Victoria Yeh writes in her article about "Life After Wheat" that "Gluten-free has almost become the new “fad” diet of today, with various celebrities and fitness gurus touting its benefits. But for those of us who have a true dietary sensitivity, a gluten-free diet is more than a fad – it’s a necessity. According to the Canadian Celiac Association, approximately 1% of the population suffers from celiac disease, characterized by inflammation and damage to the intestinal wall. This can lead to a range of issues from poor nutrient absorption to unexplained neurological symptoms and even infertility. While the incidence of celiac disease is relatively low, it is estimated that yet another 10-15% of the population has some form of non-celiac gluten sensitivity. Since the symptoms of food sensitivities can be so varied and easily ignored, many people go years without a proper diagnosis and simply normalize or adapt to a life of sub-optimal health."
Having had to discover that I too have the issue of gluten and gliaden sensitivity a couple of years ago I seem to wander around the internet looking for related information because so many others also live with this concern.
Just in the last week or so I learned something new. It was timely to me because my organization just distributed a very large donation of probiotics to several groups in need of this product for those they serve.
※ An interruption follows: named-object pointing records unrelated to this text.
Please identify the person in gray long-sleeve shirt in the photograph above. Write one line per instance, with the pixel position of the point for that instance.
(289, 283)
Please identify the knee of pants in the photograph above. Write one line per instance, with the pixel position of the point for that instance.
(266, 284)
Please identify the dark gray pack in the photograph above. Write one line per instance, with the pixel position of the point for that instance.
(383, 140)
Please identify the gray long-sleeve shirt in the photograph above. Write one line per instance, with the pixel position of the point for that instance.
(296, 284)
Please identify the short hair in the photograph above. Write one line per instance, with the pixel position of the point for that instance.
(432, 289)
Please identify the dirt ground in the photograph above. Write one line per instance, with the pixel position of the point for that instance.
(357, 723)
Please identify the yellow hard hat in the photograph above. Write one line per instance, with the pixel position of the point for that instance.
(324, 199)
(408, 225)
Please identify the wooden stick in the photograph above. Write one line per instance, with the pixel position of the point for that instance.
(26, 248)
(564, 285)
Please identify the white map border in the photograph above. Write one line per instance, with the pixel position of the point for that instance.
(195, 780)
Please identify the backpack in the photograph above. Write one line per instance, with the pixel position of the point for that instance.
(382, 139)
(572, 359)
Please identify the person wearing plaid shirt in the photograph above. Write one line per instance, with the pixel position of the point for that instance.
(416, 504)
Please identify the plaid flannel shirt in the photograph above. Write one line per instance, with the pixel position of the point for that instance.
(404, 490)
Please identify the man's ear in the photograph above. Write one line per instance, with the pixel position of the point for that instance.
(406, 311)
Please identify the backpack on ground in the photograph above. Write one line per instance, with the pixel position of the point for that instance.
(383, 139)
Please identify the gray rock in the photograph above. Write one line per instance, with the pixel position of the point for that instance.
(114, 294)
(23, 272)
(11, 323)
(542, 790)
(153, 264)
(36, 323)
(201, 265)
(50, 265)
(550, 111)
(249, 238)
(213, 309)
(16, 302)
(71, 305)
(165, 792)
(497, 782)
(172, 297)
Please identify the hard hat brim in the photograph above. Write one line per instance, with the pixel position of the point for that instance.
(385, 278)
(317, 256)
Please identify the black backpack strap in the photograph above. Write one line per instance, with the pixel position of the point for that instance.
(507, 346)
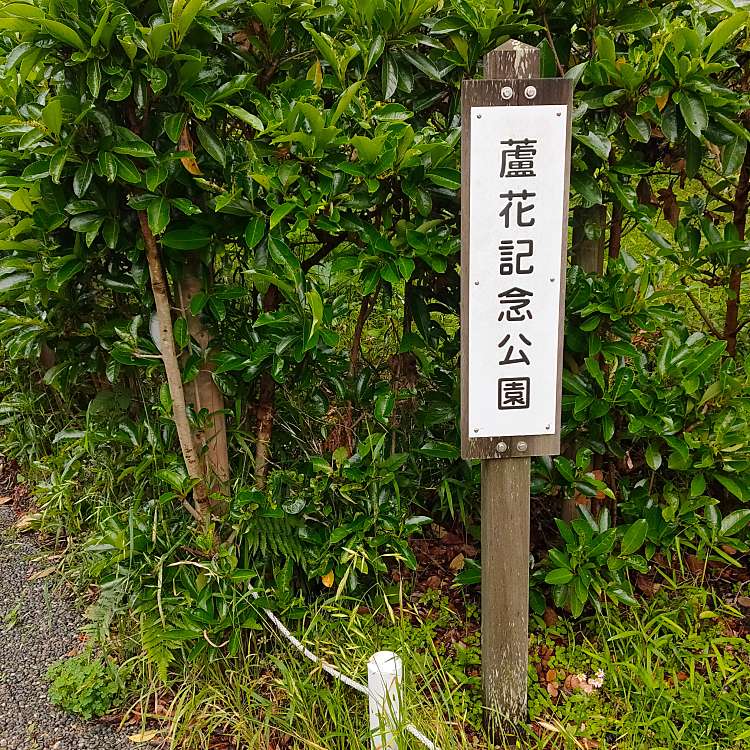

I am fairly sure that few know that if you do move to a gluten free diet you risk losing some of the beneficial protective mechanisms found in the gut because of the higher risk of bacterial overgrowth.
So if you too are gluten free by choice or by need, then make sure you are taking your daily supplement of high quality probiotics** to keep the health flora growing.
You health will love you for it.
(**I do not consider the highly advertised and costly grocery store products to be high quality: Look for a well respected supplement brand.)